Umawiam się z Kacprem, chce ze mną seteczkę pyknąć. Pobudka 6:00, śniadanko, przygotowanie. Czekając na Kacpra robię małą rozgrzewkową rundę (a może honorową ;P) po Czarnej. Kacper jest tuż po siódmej. Po raz pierwszy wybiera się w dłuższą trasę i po raz pierwszy w espadach. Wyruszamy 7:15 na Machnacz. Temperatura ok. 12 st.
Kacper na trasie© dater
Spokojnie docieramy do Sokółki, kierujemy się na Kamionkę. Zaczyna powiewać i to nieźle, momentami nieźle miecie. Według ICM może być nawet 20 km/h i na odkrytych górkach koło Sokółki zapewne tyle jest. Wieje z boku, czasami od czoła.
Kamionka - odbijamy nad granicę© dater
Po około 50 km od startu docieramy w okolice wsi Usnarz i Jurowlany. Droga biegnie zaledwie 20-30 metrów od słupów granicznych. Oddziela nas od pasa granicznego i słupów tylko pole rzepaku.
na granicy... brakuje 30 metrów© dater
Z nad granicy ładną, nową asfaltówką do Krynek. Wiatr cały czas daje o sobie znać. W Krynkach dłuższy postój, przekąska, odpoczynek. Czekam trochę na Kacpra bo mi się gdzieś na podjazdach zgubił :)
odpoczynek w Krynkach© dater
Z Krynek na Supraśl. Wreszcie wiatr pomaga, średnia wzrasta. Nie jest najlepsza niestety tego dnia, Kacper trochę spowalnia, wiatr też. W Supraślu następny krótki odpoczynek.
odpoczynek w Supraślu© dater
Obok nas leży pień wiekowej, 350-letniej sosny, bardzo ciekawy okaz.

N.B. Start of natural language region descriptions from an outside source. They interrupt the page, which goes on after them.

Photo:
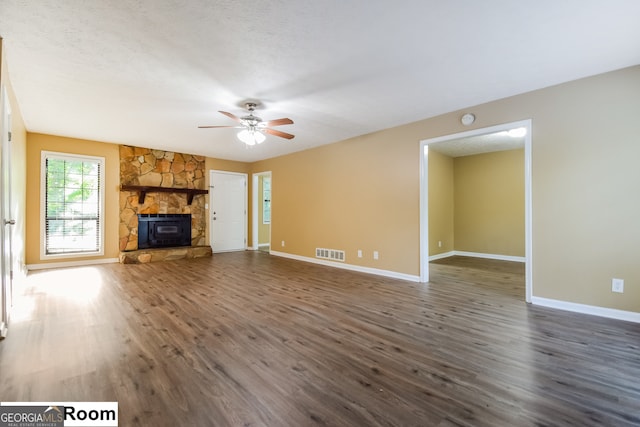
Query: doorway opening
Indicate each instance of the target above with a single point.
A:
(261, 211)
(467, 139)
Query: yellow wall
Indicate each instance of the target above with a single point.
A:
(441, 205)
(36, 143)
(364, 192)
(489, 203)
(358, 194)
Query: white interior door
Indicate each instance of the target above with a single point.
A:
(6, 221)
(228, 211)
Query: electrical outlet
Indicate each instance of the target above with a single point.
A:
(617, 285)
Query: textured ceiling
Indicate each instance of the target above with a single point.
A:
(148, 72)
(487, 143)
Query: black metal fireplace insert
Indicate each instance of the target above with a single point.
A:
(163, 230)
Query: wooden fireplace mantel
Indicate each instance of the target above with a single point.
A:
(144, 189)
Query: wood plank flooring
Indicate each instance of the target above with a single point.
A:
(249, 339)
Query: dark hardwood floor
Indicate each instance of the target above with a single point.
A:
(249, 339)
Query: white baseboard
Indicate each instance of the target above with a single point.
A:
(478, 255)
(71, 263)
(442, 255)
(351, 267)
(611, 313)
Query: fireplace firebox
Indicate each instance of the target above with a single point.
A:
(163, 230)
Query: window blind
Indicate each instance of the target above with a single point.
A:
(73, 211)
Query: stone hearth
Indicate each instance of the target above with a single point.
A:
(156, 168)
(143, 256)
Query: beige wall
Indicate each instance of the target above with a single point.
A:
(36, 143)
(364, 192)
(489, 203)
(18, 172)
(441, 206)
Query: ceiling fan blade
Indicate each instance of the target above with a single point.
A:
(279, 122)
(207, 127)
(278, 133)
(231, 116)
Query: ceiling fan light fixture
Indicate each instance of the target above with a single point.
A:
(251, 136)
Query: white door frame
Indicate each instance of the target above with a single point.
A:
(424, 197)
(245, 176)
(255, 197)
(6, 260)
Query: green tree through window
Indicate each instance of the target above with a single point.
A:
(73, 204)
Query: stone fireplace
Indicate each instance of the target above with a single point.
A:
(155, 184)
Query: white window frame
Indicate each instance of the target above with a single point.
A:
(43, 214)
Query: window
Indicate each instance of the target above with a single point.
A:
(72, 200)
(266, 200)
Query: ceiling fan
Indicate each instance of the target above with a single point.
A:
(253, 128)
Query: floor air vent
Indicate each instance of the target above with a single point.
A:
(332, 254)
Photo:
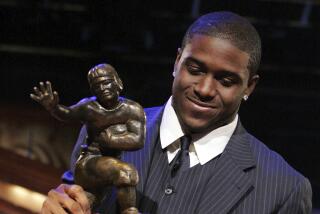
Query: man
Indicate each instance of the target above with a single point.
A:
(113, 125)
(228, 170)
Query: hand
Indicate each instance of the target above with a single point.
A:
(66, 199)
(48, 99)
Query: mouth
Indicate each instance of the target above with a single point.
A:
(200, 105)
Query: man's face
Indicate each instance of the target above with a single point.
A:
(105, 88)
(210, 80)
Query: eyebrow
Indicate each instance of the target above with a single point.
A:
(192, 59)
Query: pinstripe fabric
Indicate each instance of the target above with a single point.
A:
(247, 178)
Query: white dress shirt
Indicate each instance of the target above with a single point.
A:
(202, 149)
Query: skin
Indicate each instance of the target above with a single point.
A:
(106, 90)
(210, 80)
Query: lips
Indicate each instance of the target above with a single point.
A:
(200, 105)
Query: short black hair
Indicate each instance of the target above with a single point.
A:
(232, 27)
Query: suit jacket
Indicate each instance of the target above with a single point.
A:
(248, 178)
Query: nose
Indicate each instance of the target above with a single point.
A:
(205, 88)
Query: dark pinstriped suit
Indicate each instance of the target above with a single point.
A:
(246, 178)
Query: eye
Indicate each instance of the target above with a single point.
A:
(193, 68)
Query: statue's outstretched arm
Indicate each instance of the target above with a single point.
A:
(49, 99)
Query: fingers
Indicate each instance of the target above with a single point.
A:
(78, 194)
(56, 96)
(48, 87)
(34, 97)
(66, 199)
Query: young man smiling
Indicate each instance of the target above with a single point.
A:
(227, 169)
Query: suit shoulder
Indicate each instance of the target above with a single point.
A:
(272, 164)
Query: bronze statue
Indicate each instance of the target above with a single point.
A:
(114, 124)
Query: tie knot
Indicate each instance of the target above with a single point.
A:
(185, 142)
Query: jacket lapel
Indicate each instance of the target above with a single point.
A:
(230, 182)
(141, 159)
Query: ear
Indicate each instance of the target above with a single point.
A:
(253, 81)
(179, 52)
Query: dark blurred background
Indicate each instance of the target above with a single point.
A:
(60, 40)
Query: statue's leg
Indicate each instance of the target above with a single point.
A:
(126, 185)
(94, 173)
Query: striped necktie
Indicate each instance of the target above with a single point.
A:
(182, 161)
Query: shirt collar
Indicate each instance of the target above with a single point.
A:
(206, 147)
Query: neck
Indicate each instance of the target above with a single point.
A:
(110, 105)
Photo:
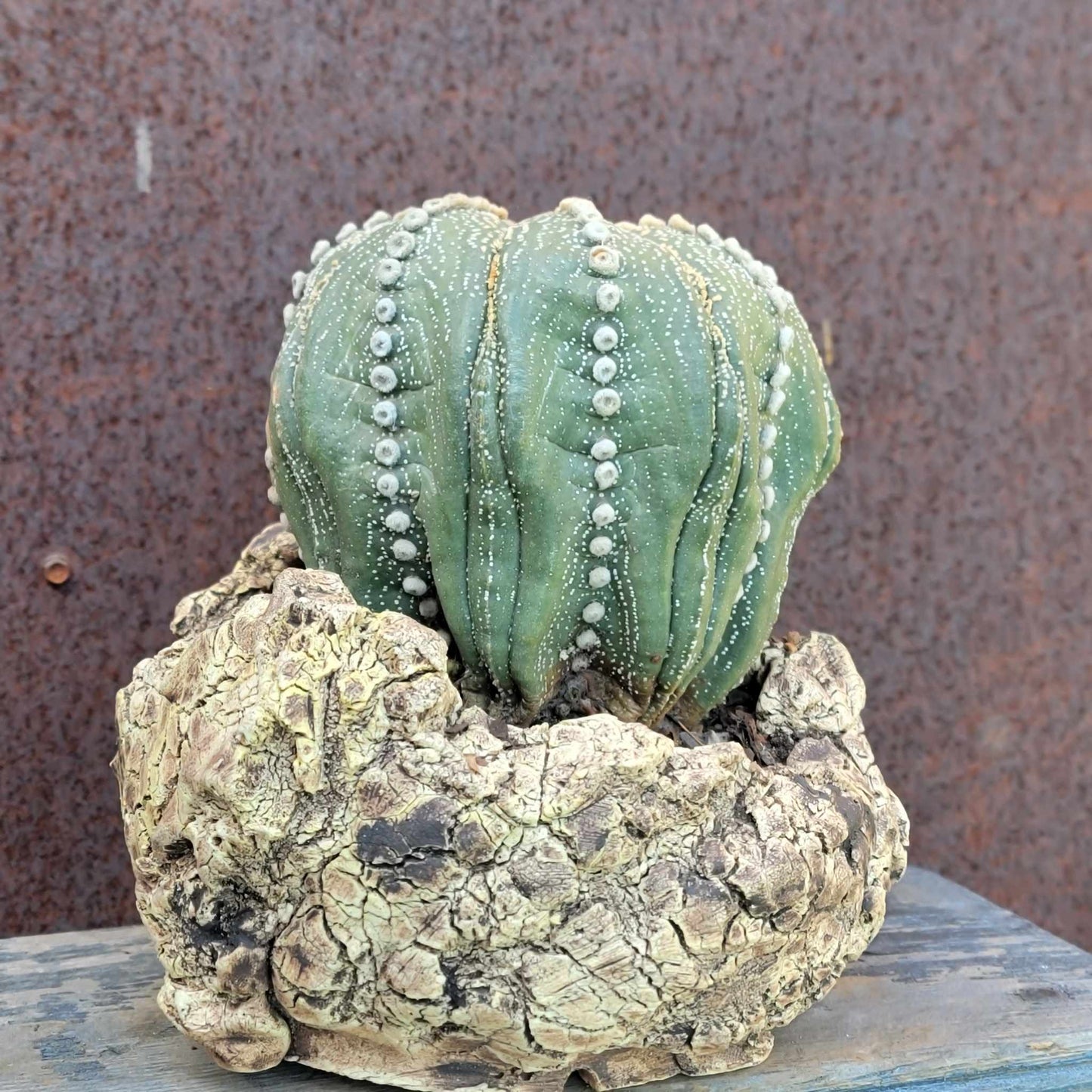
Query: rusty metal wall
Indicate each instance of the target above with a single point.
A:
(920, 175)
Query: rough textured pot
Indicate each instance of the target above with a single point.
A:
(344, 868)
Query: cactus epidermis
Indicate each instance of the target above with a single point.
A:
(564, 441)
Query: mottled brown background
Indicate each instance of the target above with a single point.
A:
(918, 174)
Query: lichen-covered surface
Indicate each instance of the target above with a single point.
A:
(341, 865)
(562, 441)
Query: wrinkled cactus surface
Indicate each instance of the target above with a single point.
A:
(565, 441)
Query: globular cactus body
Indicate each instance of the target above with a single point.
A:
(561, 438)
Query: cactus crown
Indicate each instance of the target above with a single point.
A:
(567, 442)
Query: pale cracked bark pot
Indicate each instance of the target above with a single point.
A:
(342, 866)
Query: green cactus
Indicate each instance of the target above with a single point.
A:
(568, 442)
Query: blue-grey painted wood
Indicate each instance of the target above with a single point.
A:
(954, 994)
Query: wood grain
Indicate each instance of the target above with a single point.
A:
(954, 994)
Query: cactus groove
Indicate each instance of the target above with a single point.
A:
(566, 442)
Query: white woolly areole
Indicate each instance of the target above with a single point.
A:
(604, 370)
(606, 402)
(604, 449)
(382, 378)
(414, 586)
(606, 475)
(398, 521)
(593, 611)
(385, 414)
(604, 515)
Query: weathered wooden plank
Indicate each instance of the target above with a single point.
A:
(954, 994)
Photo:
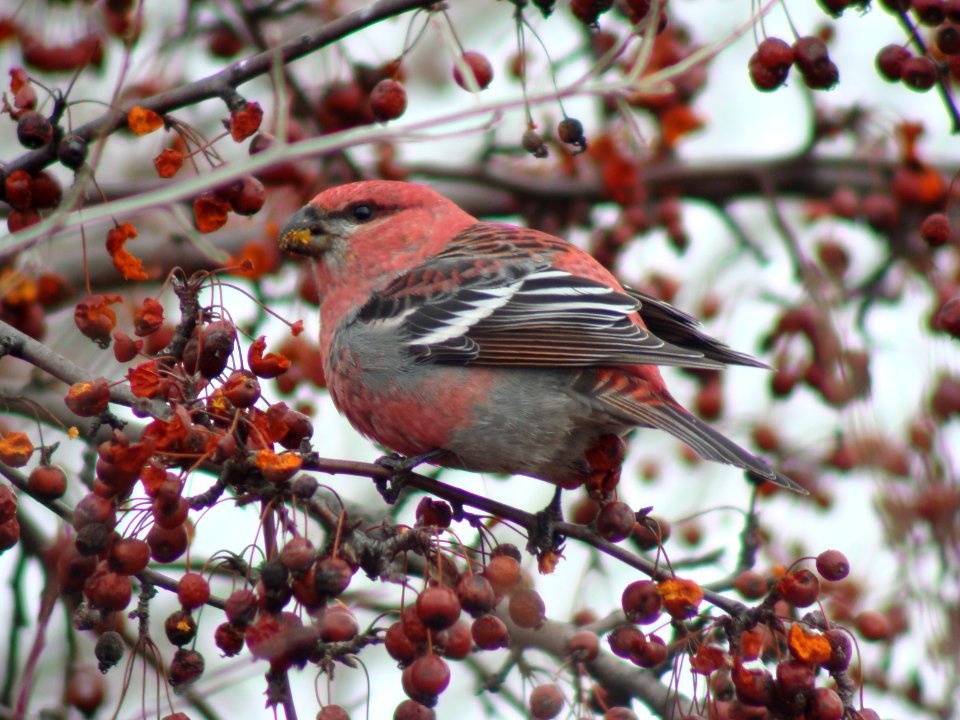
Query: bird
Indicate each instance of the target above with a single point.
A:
(490, 347)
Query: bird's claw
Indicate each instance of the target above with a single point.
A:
(390, 486)
(543, 536)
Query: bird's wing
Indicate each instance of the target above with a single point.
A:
(493, 297)
(676, 327)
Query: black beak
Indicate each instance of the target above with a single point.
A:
(305, 233)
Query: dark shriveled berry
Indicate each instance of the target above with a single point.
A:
(34, 130)
(533, 144)
(919, 73)
(72, 151)
(109, 650)
(388, 100)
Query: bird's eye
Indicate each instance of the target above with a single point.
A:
(362, 212)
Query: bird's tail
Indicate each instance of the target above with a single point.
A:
(664, 414)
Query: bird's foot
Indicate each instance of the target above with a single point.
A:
(390, 486)
(544, 540)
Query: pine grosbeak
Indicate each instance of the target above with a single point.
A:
(508, 349)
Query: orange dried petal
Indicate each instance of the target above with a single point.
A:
(15, 449)
(210, 212)
(277, 468)
(129, 266)
(681, 598)
(245, 121)
(807, 647)
(143, 121)
(266, 366)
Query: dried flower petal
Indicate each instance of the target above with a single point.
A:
(143, 121)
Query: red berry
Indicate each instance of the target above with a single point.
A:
(425, 679)
(458, 642)
(799, 588)
(948, 40)
(438, 607)
(812, 59)
(476, 594)
(615, 521)
(241, 607)
(167, 544)
(489, 632)
(337, 624)
(775, 54)
(527, 609)
(249, 197)
(546, 702)
(229, 638)
(242, 388)
(10, 534)
(34, 130)
(479, 67)
(399, 646)
(413, 626)
(752, 686)
(8, 503)
(86, 690)
(890, 61)
(129, 556)
(948, 316)
(625, 641)
(533, 144)
(47, 482)
(180, 627)
(641, 602)
(45, 190)
(935, 229)
(833, 565)
(388, 100)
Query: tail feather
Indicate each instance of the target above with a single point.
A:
(678, 328)
(707, 442)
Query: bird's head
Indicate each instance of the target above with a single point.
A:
(377, 220)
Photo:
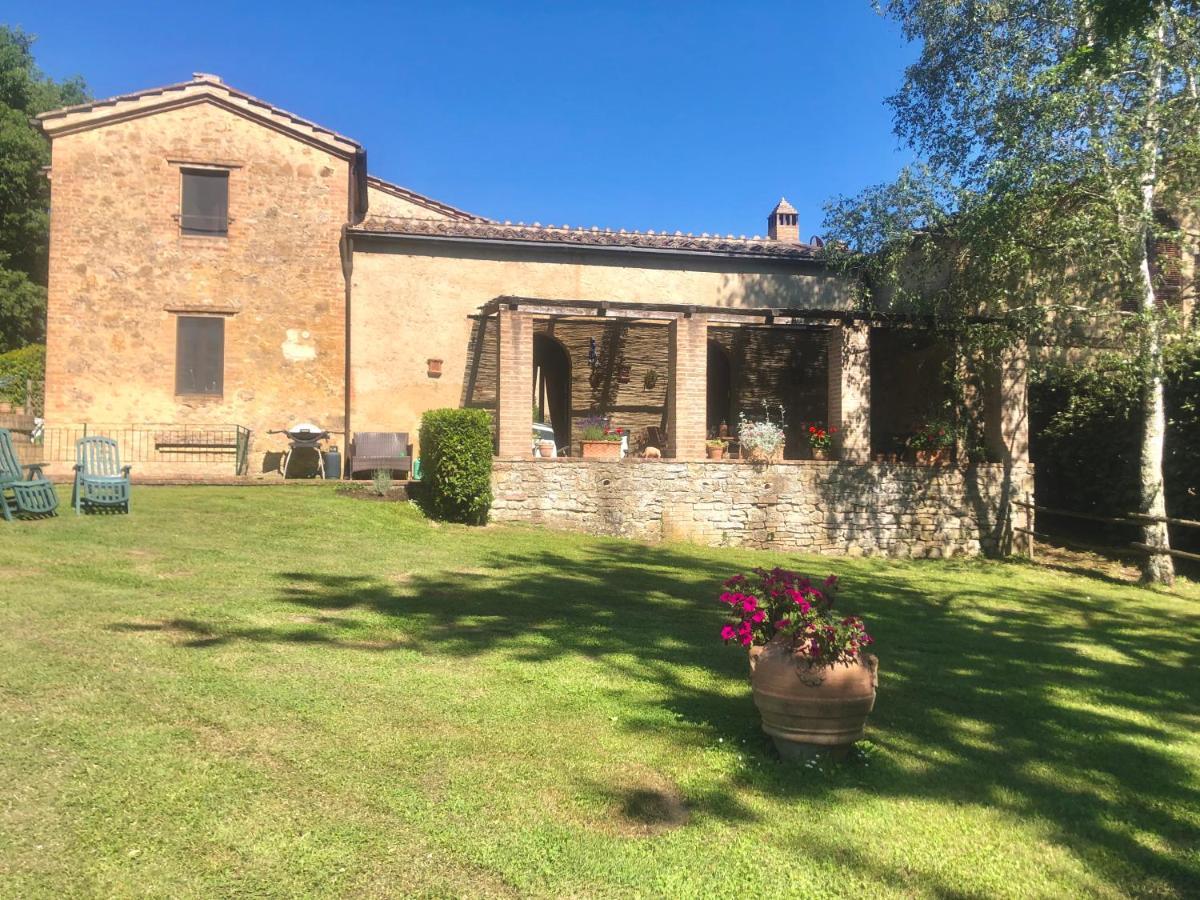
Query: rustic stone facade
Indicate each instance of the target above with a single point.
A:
(839, 509)
(355, 304)
(121, 271)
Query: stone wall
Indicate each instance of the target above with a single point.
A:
(831, 508)
(121, 273)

Supraśl - pień 350-letniej sosny© dater
Z Supraśla miałem zamiar pojechać inną drogą, ale GPS się trochę pogubił. Wyszło, że lądujemy w Studziankach i kierujemy się na Ożynnik. Droga zaczyna się robić ciężka, trochę błota, piachu, ciekawe podjazdy. Znów gubię Kacpra, na którego dystans ma już duży wpływ. Odpada na niewielkich podjazdach, ale daje radę. Pozostaje 10 km.
Kacper - już niedaleko :)© dater
Docieramy do szutrówki którą powinniśmy wracać z Supraśla. Jeszcze kilka km i jesteśmy powrotem na starcie.
Wycieczka bardzo udana. Wiatr trochę przeszkadzał, ale też i pomagał, szczególnie z Krynek. Nie padało, znów mam szczęście. Prognozy mówiły, że będzie deszcz, ale ostatnio wierze ICM a tam stało jak wół, że dopiero po południu ma się rozpadać. I znów się sprawdziło.
Dzięki Kacprowi za towarzystwo, sorki, że często nie widziałeś nawet moich pleców :) No i gratuluję pierwszej setki tego sezonu.